Ramadan : entre pression sur le pouvoir d’achat et consommation réorganisée
Chaque année, le mois de Ramadan agit comme un véritable révélateur des dynamiques économiques et des contraintes des ménages. Dans les grandes surfaces, l’affluence augmente, les promotions se multiplient et le panier moyen peut progresser de 15 à 20 %, observe l’économiste Mounir Elatrachi. Mais derrière ce dynamisme apparent, la réalité économique reste nuancée : il s’agit davantage d’une réallocation de dépenses que d’une création nette de richesse.
« Le Ramadan constitue un choc saisonnier de consommation, marqué par une hausse significative de la demande alimentaire », explique Mounir Elatrachi. Si la grande distribution voit ses chiffres d’affaires grimper, cette augmentation ne reflète pas nécessairement une amélioration du revenu disponible. Pour de nombreux ménages, notamment ceux issus de milieux modestes et une partie de la classe moyenne, l’augmentation des dépenses alimentaires s’accompagne d’une réduction des dépenses sur d’autres postes, comme les loisirs, les équipements ou certaines dépenses de santé.
Cette priorisation de l’alimentation souligne la fragilité du pouvoir d’achat et la dimension sociale et culturelle du mois sacré. Le Ramadan devient ainsi un indicateur des contraintes budgétaires, plus qu’un moteur d’expansion généralisée de la consommation.
Grande distribution et commerce de proximité : une complémentarité fonctionnelle
Contrairement aux idées reçues, le Ramadan ne provoque pas une substitution stricte entre grande distribution et commerce traditionnel.
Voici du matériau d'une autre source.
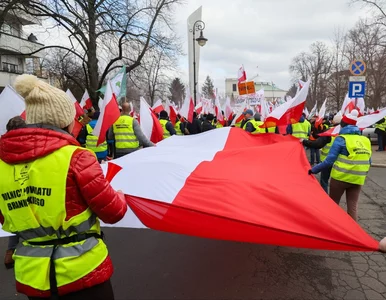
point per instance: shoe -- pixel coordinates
(8, 260)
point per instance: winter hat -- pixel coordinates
(337, 118)
(351, 118)
(45, 104)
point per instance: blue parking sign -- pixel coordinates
(356, 89)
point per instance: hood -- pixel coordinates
(350, 129)
(27, 144)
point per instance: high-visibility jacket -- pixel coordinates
(33, 205)
(178, 128)
(381, 126)
(326, 149)
(301, 130)
(166, 132)
(91, 141)
(256, 125)
(125, 137)
(355, 167)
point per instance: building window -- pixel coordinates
(11, 68)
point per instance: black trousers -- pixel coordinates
(102, 291)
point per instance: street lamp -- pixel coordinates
(201, 40)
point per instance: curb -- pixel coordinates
(378, 165)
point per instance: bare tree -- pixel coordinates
(123, 29)
(315, 65)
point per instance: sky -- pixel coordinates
(262, 35)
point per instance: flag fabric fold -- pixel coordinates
(280, 215)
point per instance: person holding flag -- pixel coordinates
(62, 252)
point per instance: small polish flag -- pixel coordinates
(158, 107)
(109, 114)
(86, 102)
(78, 108)
(242, 76)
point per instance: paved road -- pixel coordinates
(156, 265)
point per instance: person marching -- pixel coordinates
(54, 193)
(167, 126)
(350, 158)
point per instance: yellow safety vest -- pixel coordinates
(33, 205)
(381, 126)
(125, 137)
(256, 125)
(166, 132)
(326, 149)
(355, 167)
(301, 130)
(177, 128)
(91, 141)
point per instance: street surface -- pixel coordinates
(157, 265)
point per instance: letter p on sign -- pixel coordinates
(357, 89)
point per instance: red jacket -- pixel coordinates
(86, 187)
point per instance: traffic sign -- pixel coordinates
(356, 89)
(358, 68)
(357, 78)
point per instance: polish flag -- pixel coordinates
(12, 105)
(172, 112)
(289, 112)
(86, 102)
(158, 107)
(150, 125)
(321, 114)
(218, 112)
(228, 109)
(333, 131)
(199, 108)
(187, 108)
(281, 216)
(109, 114)
(79, 110)
(239, 114)
(242, 76)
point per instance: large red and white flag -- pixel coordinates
(79, 110)
(12, 105)
(242, 76)
(321, 114)
(289, 112)
(86, 102)
(150, 125)
(280, 216)
(158, 107)
(187, 108)
(109, 114)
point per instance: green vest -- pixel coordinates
(355, 167)
(91, 141)
(34, 207)
(326, 149)
(178, 128)
(301, 130)
(256, 125)
(125, 137)
(166, 132)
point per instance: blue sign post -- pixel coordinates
(356, 89)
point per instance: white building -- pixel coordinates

Les grandes surfaces bénéficient de leur capacité logistique et de leurs économies d’échelle pour attirer les produits stockables et promotionnels, tandis que les commerces de proximité conservent un avantage sur les produits frais, les achats fractionnés et le crédit informel. Les ménages combinent souvent les deux circuits : achats hebdomadaires en grande surface et compléments quotidiens chez le commerçant de quartier.
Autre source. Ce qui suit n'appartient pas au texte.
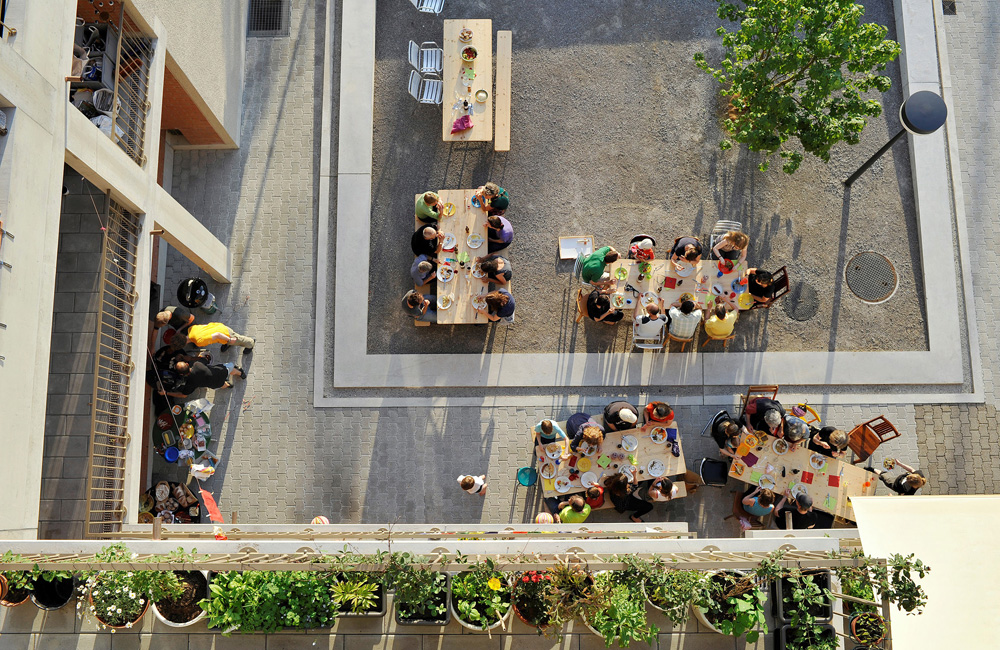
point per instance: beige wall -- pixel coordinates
(207, 41)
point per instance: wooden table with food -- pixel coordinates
(459, 285)
(704, 282)
(563, 473)
(768, 462)
(468, 79)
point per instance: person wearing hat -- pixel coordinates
(803, 516)
(620, 415)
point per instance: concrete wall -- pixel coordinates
(206, 42)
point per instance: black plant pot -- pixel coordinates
(782, 588)
(49, 595)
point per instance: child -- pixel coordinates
(473, 484)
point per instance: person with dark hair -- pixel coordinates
(426, 240)
(420, 307)
(759, 285)
(684, 319)
(499, 304)
(496, 268)
(599, 308)
(688, 248)
(621, 488)
(499, 233)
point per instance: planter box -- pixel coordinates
(781, 588)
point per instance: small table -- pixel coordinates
(463, 285)
(645, 452)
(664, 280)
(830, 487)
(455, 88)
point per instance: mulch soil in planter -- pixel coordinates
(185, 607)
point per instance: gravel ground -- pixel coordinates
(614, 132)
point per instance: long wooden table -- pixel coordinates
(456, 89)
(661, 273)
(645, 452)
(830, 487)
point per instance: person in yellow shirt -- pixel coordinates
(720, 322)
(209, 333)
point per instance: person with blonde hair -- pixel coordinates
(732, 246)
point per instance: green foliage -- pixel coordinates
(481, 595)
(799, 69)
(623, 618)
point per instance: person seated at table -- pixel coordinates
(620, 488)
(620, 416)
(548, 432)
(499, 304)
(599, 308)
(420, 307)
(803, 516)
(656, 414)
(574, 510)
(593, 267)
(428, 207)
(496, 268)
(686, 248)
(758, 502)
(423, 270)
(759, 285)
(649, 322)
(721, 321)
(905, 484)
(684, 319)
(427, 240)
(732, 246)
(828, 441)
(499, 233)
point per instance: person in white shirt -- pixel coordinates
(684, 320)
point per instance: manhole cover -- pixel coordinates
(802, 302)
(871, 277)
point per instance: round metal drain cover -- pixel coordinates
(871, 277)
(802, 302)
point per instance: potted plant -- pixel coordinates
(623, 617)
(481, 597)
(528, 598)
(867, 628)
(183, 610)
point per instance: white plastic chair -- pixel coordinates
(429, 6)
(426, 91)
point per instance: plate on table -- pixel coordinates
(817, 461)
(445, 273)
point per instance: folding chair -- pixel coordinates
(865, 438)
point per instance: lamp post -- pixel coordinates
(922, 113)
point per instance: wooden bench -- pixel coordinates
(501, 133)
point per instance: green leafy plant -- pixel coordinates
(799, 69)
(623, 618)
(481, 595)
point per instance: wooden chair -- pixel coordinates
(865, 438)
(780, 285)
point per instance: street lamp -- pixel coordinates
(922, 113)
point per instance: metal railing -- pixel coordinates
(113, 368)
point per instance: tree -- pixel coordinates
(799, 69)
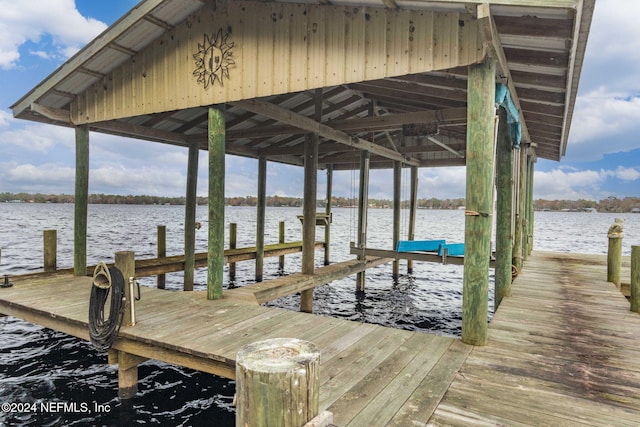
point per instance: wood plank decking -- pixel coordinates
(370, 375)
(563, 349)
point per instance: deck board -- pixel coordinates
(184, 328)
(563, 351)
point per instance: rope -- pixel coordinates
(103, 332)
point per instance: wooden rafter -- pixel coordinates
(310, 125)
(494, 46)
(361, 124)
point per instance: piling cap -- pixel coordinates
(615, 231)
(278, 355)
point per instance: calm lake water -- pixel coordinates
(39, 365)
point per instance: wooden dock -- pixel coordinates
(563, 349)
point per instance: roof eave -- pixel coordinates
(96, 45)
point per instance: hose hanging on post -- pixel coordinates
(103, 332)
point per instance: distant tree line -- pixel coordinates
(610, 204)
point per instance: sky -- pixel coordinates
(602, 160)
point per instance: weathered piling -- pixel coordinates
(81, 201)
(260, 217)
(413, 206)
(363, 197)
(281, 237)
(519, 232)
(614, 253)
(216, 143)
(233, 243)
(162, 253)
(504, 210)
(397, 186)
(277, 383)
(309, 212)
(50, 241)
(479, 201)
(327, 211)
(190, 219)
(127, 366)
(635, 279)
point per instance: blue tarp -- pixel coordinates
(453, 249)
(419, 245)
(503, 99)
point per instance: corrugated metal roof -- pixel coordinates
(543, 46)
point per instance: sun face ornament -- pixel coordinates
(213, 59)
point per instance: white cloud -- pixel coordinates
(627, 174)
(442, 183)
(571, 184)
(35, 138)
(23, 21)
(604, 123)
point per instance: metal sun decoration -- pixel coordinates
(213, 59)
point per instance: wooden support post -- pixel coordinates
(190, 219)
(233, 242)
(413, 207)
(125, 262)
(520, 220)
(81, 201)
(530, 206)
(614, 254)
(50, 240)
(397, 186)
(479, 201)
(127, 372)
(216, 142)
(260, 217)
(309, 216)
(310, 203)
(281, 239)
(635, 279)
(162, 253)
(504, 235)
(327, 211)
(363, 207)
(277, 383)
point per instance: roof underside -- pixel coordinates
(543, 49)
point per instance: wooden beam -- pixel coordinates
(89, 51)
(445, 146)
(118, 127)
(494, 47)
(552, 4)
(360, 124)
(56, 114)
(310, 125)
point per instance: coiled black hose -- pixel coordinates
(106, 280)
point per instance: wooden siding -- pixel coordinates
(279, 48)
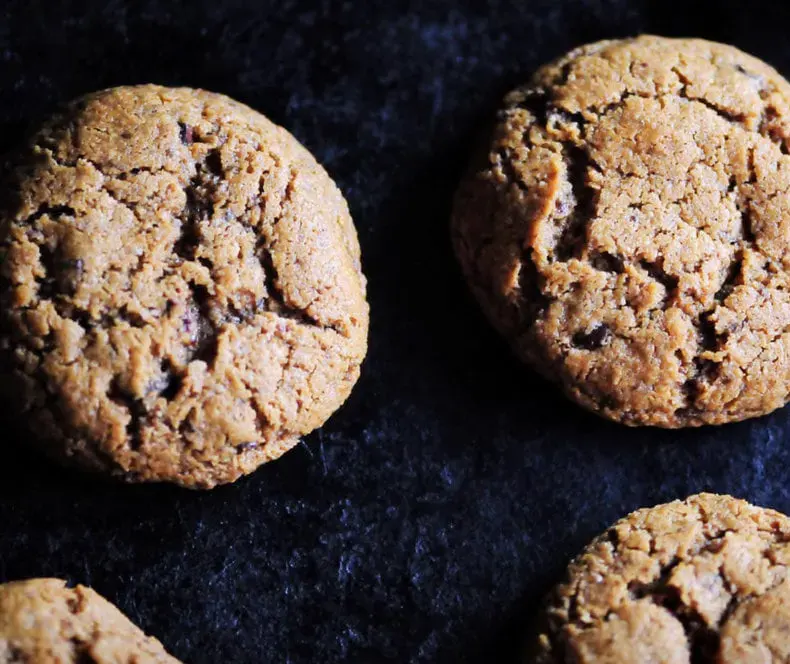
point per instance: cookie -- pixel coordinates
(183, 297)
(703, 580)
(44, 622)
(627, 229)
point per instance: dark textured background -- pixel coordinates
(424, 522)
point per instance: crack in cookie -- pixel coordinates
(648, 182)
(184, 286)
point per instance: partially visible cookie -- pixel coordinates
(692, 582)
(627, 228)
(182, 290)
(44, 622)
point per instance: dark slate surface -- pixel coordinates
(428, 517)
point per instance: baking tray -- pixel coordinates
(427, 518)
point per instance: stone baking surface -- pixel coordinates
(429, 516)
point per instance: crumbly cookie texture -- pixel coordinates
(627, 228)
(44, 622)
(703, 580)
(183, 294)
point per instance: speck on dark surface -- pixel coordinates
(424, 522)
Le crédit à la consommation joue également un rôle, en particulier dans les zones urbaines, permettant aux ménages de gérer plus facilement des achats plus conséquents, notamment à l’approche de l’Aïd. Mais, précise Mounir Elatrachi, « le crédit ne crée pas la demande, il facilite simplement son exécution ».
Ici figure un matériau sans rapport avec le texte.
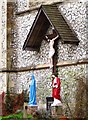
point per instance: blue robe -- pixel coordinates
(32, 97)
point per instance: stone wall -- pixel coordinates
(72, 77)
(3, 48)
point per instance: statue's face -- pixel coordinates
(53, 76)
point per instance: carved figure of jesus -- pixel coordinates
(52, 50)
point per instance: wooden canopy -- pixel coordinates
(49, 15)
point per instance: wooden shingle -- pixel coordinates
(49, 15)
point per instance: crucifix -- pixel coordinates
(51, 38)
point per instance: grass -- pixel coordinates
(14, 116)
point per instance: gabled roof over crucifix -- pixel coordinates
(49, 15)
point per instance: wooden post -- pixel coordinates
(55, 57)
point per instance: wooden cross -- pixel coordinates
(53, 38)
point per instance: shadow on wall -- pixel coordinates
(81, 99)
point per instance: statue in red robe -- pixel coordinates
(56, 90)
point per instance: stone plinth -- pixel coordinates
(31, 109)
(57, 111)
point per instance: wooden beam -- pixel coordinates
(46, 66)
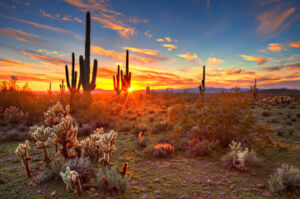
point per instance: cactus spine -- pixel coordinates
(84, 63)
(202, 85)
(117, 82)
(73, 87)
(126, 79)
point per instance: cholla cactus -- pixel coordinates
(240, 157)
(14, 114)
(22, 154)
(42, 139)
(71, 178)
(55, 114)
(65, 134)
(107, 145)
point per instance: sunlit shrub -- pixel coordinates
(286, 178)
(162, 150)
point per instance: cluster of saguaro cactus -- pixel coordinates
(50, 89)
(254, 90)
(62, 87)
(125, 78)
(65, 134)
(148, 90)
(117, 82)
(84, 63)
(71, 178)
(22, 153)
(202, 85)
(41, 137)
(73, 86)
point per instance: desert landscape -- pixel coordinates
(74, 140)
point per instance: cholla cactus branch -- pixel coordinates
(42, 139)
(23, 155)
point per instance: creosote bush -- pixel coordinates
(286, 178)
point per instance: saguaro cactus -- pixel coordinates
(254, 90)
(22, 154)
(126, 79)
(73, 86)
(117, 82)
(84, 63)
(202, 85)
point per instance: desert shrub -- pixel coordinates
(240, 158)
(50, 173)
(110, 180)
(82, 166)
(162, 150)
(286, 178)
(203, 147)
(14, 115)
(224, 117)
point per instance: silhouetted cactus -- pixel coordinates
(117, 82)
(126, 79)
(73, 86)
(202, 85)
(254, 90)
(84, 63)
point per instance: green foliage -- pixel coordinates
(286, 178)
(109, 180)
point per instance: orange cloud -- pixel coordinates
(122, 30)
(22, 36)
(169, 46)
(136, 20)
(214, 61)
(60, 30)
(295, 44)
(275, 47)
(259, 60)
(273, 22)
(188, 56)
(168, 39)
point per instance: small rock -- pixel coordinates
(260, 186)
(53, 194)
(185, 197)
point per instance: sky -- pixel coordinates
(168, 41)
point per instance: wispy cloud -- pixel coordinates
(22, 36)
(188, 56)
(106, 16)
(259, 60)
(273, 22)
(214, 61)
(60, 30)
(169, 46)
(137, 20)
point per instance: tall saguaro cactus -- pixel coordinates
(73, 86)
(126, 79)
(84, 63)
(117, 82)
(202, 85)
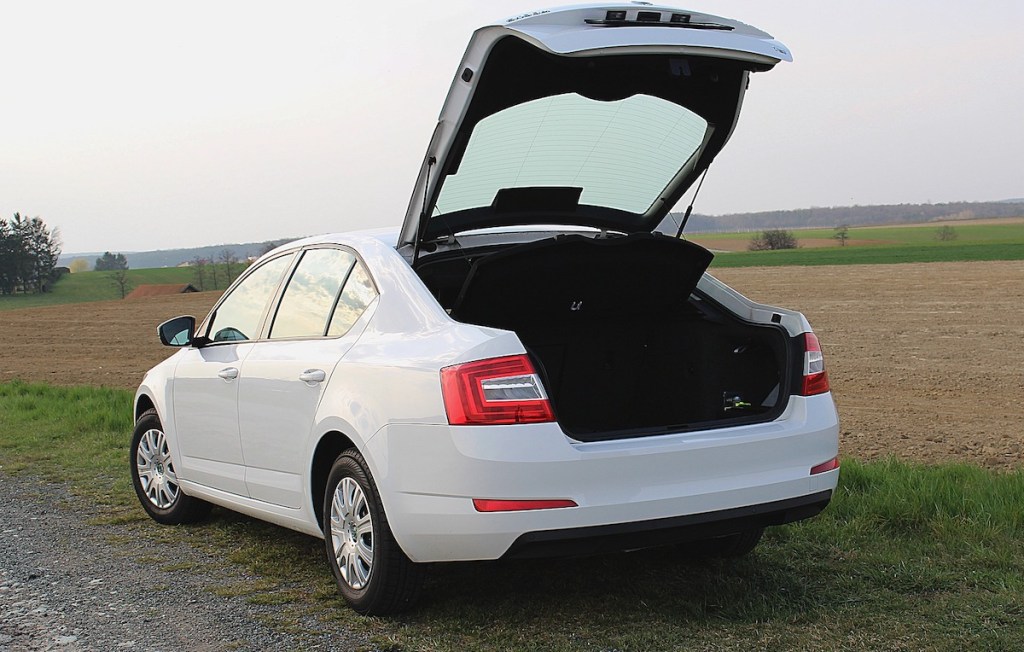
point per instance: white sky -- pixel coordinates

Ramadan et gestion des marchés : un stress test pour la distribution
La concentration de la demande sur une période courte expose la grande distribution aux fluctuations des prix internationaux et met à l’épreuve ses chaînes logistiques. Certains produits sensibles aux cours mondiaux ou aux intrants importés voient leur prix varier rapidement, tandis que le commerce traditionnel, plus flexible, peut ajuster la qualité ou l’origine des produits. Cette période révèle aussi les fragilités structurelles : multiplications des intermédiaires, coûts de distribution élevés et manque de concurrence sur certains marchés.
Le mois sacré agit donc comme un véritable test opérationnel pour le système de marché, mettant en lumière les goulets d’étranglement et les asymétries d’information qui influencent la formation des prix.
Une spécialisation des rôles plutôt qu’une substitution
Pour Mounir Elatrachi, le Ramadan confirme surtout la coexistence des deux circuits de distribution. D’un côté, un commerce moderne structuré et efficient ; de l’autre, un commerce de proximité résilient et socialement intégré. Plutôt qu’une substitution, il s’agit d’une spécialisation : la grande distribution domine là où elle possède un avantage opérationnel, tandis que le commerce traditionnel continue de jouer un rôle social et relationnel essentiel.